The bears are like — make it stop!

AB 49:43

That’s a free tip. Okay, free joke. Anyway, all right. Do you have a piece of gear that you consider your most essential that’s outside of those two things?

MW 49:51

Okay, so once again, I’m going to do like a physical object and a non physical object. So my most essential piece of gear is sunglasses. And I don’t even have favorites. I buy like cheap $12 sunglasses from Loft, usually. But I cannot spend any amount of time outside without sunglasses. So those are a must have. And then the digital item that I find essential is the All Trails app. So a couple months ago, I went on a hike with some friends and our kids. And we got totally lost.
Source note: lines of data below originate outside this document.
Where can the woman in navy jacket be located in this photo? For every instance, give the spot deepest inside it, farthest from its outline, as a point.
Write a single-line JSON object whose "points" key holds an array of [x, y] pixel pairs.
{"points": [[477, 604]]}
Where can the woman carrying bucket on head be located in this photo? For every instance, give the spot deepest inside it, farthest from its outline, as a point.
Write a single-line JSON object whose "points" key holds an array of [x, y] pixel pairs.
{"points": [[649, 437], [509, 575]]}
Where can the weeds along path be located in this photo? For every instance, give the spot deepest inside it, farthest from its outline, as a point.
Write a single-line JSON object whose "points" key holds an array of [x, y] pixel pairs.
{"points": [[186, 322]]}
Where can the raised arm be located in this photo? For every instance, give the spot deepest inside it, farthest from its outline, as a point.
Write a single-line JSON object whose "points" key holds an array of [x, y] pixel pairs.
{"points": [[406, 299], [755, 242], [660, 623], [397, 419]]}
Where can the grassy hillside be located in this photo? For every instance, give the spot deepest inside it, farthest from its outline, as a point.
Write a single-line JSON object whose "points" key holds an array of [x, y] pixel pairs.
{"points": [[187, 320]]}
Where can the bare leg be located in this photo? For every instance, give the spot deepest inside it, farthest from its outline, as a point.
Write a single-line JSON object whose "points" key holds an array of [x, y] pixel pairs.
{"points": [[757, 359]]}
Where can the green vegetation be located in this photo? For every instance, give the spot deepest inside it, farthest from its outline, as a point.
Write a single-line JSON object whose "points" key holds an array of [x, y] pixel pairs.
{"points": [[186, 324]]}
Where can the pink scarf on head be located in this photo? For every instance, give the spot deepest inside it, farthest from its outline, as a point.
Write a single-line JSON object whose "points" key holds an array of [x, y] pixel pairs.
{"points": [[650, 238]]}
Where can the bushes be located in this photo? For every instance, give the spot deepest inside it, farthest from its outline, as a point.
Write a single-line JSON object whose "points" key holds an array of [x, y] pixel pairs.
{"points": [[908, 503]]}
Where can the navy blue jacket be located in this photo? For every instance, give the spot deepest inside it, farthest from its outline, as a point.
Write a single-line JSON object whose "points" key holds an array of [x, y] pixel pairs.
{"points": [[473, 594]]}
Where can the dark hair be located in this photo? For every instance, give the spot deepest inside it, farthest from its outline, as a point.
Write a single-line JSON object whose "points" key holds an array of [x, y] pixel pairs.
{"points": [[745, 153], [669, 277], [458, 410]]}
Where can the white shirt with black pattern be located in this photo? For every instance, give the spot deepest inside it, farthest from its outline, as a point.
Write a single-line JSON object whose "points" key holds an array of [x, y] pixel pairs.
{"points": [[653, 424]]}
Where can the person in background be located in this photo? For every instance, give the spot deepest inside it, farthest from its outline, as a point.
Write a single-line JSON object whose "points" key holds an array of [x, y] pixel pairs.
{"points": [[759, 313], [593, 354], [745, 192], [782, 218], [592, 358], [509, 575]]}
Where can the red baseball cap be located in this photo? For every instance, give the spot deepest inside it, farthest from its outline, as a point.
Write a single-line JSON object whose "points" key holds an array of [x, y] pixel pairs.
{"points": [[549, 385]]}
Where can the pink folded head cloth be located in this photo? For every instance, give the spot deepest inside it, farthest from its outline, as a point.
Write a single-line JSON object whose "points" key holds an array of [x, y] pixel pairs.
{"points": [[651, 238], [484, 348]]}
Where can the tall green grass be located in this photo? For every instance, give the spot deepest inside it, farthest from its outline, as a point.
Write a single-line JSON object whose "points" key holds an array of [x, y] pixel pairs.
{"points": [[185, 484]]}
And it was super, super weird. It was an in and out trail. And we thought, but somewhere on the way back, we veered away and we got lost in the woods and a friend had this app on her phone and it saved our bacon by just letting us know that we were headed generally in the right direction. So I rely on that.

AB 50:57

Yeah. I mean, it’s important to know where you are.

MW 51:00

That’s helpful.

AB 51:03

I call that essential. I think you’re safe. Yeah. All right. Finally, if you would leave us with your favorite outdoor moment ever, if you close your eyes, and just picture that ideal moment, where are you? And what are you doing?

MW 51:17

So one of the things that I didn’t write about the book, but was kind of integral to my feeling place attached to nature around here was – I volunteer with a camp for teenage girls that’s run through my church. You know, one week of summer, we spend a week in an old Boy Scout camp in Bastion, Virginia, and I have this memory of you know, the camp sits on flatland and kind of a bowl of mountains. And one night, we had an activity where all the girls, you know, there’s like 80 teenagers and adults we all gathered out in the field. And it was this beautiful night with a full moon rising over the mountains. And we just sat out there and sang songs, you know, with our flashlights. And I think that is just a beautiful example of what it can feel like when you’re spending time in nature in a place that you love or are trying to love, coming to love with people that you enjoy. It feels really pure and holy in a way and it’s just a memory that brings me joy to think about it.

AB 52:40

Thank you so much for being on Humans Outside Podcast today. We appreciate you.

MW 52:45

It was such a pleasure. Thanks so much for inviting me.